I'm guessing you are not handling the MPMoviePlayerPlaybackDidFinishNotification. You really should if you're not.
Still its unexpected for me that the movie player would go into a "stuck" state like you describe. I would more readily expect it to stop playback automatically and reset when it reaches the end. Anyway, I think your problem will go away if you observe the MPMoviePlayerPlaybackDidFinishNotification and handle the movie controller appropriately.

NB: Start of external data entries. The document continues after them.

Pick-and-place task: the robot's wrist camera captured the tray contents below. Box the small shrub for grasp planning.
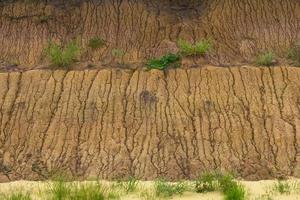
[154,180,187,198]
[88,37,105,50]
[124,177,138,193]
[49,179,71,200]
[195,172,246,200]
[1,193,32,200]
[224,183,246,200]
[111,49,125,58]
[177,39,213,56]
[46,41,80,68]
[146,53,180,70]
[273,181,291,194]
[288,41,300,66]
[195,172,218,193]
[256,51,275,66]
[68,184,105,200]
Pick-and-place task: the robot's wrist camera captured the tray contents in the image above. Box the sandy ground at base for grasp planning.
[0,179,300,200]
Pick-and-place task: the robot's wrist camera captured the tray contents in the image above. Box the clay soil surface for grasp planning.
[0,179,300,200]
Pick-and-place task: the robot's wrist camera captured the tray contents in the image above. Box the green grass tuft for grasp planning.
[256,51,275,66]
[45,41,80,68]
[177,39,213,56]
[273,181,291,194]
[68,184,105,200]
[0,193,32,200]
[146,53,180,70]
[49,179,71,200]
[195,172,246,200]
[288,41,300,67]
[154,180,187,198]
[195,172,218,193]
[88,37,105,50]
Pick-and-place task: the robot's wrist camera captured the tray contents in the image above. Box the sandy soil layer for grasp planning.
[0,179,300,200]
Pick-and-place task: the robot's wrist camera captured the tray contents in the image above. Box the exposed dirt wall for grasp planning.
[0,67,300,181]
[0,0,300,66]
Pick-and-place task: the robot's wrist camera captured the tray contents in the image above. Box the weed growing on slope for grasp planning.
[272,180,292,194]
[45,41,80,68]
[111,49,125,58]
[88,37,105,50]
[195,172,219,193]
[288,40,300,67]
[256,51,275,66]
[0,193,32,200]
[195,172,246,200]
[69,184,105,200]
[123,177,139,194]
[49,179,71,200]
[154,180,187,198]
[177,39,213,56]
[146,53,180,70]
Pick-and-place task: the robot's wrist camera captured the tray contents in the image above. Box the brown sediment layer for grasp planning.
[0,0,300,66]
[0,66,300,181]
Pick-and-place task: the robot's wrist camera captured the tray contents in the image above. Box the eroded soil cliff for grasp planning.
[0,67,300,181]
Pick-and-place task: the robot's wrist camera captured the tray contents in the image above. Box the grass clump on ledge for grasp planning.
[195,172,246,200]
[88,37,105,50]
[288,40,300,67]
[146,53,181,70]
[0,192,32,200]
[45,41,80,69]
[256,51,275,66]
[154,179,187,198]
[177,39,213,56]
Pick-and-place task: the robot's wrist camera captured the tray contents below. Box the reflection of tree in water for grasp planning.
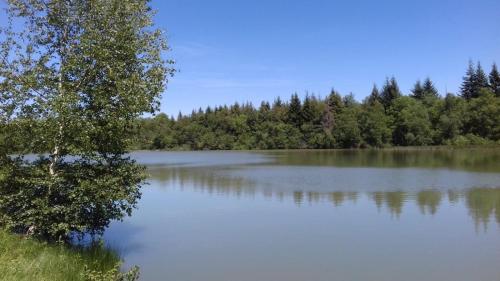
[150,167,500,227]
[417,190,442,215]
[465,188,500,230]
[270,148,500,172]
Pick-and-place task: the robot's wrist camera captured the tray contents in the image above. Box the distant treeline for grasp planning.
[132,62,500,150]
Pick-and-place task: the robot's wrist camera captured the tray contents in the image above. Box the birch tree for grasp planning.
[0,0,174,239]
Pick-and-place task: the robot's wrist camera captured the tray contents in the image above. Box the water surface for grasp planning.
[105,149,500,281]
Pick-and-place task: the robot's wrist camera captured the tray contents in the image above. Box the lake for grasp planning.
[105,149,500,281]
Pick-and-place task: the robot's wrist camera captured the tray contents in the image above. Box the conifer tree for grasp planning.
[367,84,380,105]
[411,80,424,100]
[288,93,302,127]
[474,62,489,89]
[489,63,500,97]
[301,95,314,123]
[380,76,401,109]
[460,61,477,100]
[423,77,439,98]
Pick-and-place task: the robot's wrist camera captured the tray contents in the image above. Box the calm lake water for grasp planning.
[105,149,500,281]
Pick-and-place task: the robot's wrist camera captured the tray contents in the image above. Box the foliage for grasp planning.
[0,0,173,240]
[132,60,500,150]
[0,230,137,281]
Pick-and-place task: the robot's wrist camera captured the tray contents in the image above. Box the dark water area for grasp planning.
[105,148,500,281]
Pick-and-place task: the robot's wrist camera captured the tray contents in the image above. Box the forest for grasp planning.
[130,62,500,150]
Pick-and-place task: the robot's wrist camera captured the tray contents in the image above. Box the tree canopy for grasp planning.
[134,62,500,150]
[0,0,173,239]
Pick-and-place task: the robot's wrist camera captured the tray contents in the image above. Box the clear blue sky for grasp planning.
[153,0,500,115]
[0,0,500,116]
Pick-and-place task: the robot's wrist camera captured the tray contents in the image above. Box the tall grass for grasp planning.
[0,230,124,281]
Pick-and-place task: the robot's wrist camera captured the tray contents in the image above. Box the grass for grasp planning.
[0,230,120,281]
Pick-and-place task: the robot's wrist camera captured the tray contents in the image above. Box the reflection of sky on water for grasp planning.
[105,152,500,281]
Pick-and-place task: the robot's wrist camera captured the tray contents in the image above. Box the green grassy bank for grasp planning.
[0,230,136,281]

Ran into the same issue on iOS6. Managed to fix it by registering for the MPMoviePlayerPlaybackDidFinishNotification (as suggested by Leuguimerius) with the following implementation:
- (void)playbackDidFisnish:(NSNotification *)notif {
if (self.player.currentPlaybackTime <= 0.1) {
dispatch_async(dispatch_get_main_queue(), ^{
[self.player stop];
[self.player play];
[self.player pause];
});
}
}
Where self.player is the associated MPMoviePlayerController instance. The check against currentPlaybackTime serves to distinguish the more standard invocations of playbackDidFinish (where the movie is allowed to play at normal speed until its end) from those scenarios where the user fast forwards until the end. Stopping then playing and pausing results in a usable, visually consistent interface even when fast-forwarding to the end.
None of the aforementioned solutions worked for me, so this is what I ended up doing:
NSNotificationCenter.defaultCenter().addObserver(self, selector: Selector("moviePlayerLoadStateDidChange"), name: MPMoviePlayerLoadStateDidChangeNotification, object: nil)
func moviePlayerLoadStateDidChange() {
let loadState = moviePlayerController?.loadState
if loadState == MPMovieLoadState.Unknown {
moviePlayerController?.contentURL = currentmovieURL
moviePlayerController?.prepareToPlay()
}
}
I think the issue is that when the seek foraward button is single pressed, it wants to skip to the next video, that's why a loading indicator appears. Listening for the load state change event, you can specify what the next video should be, and if you don't have any, you can just give it the same url.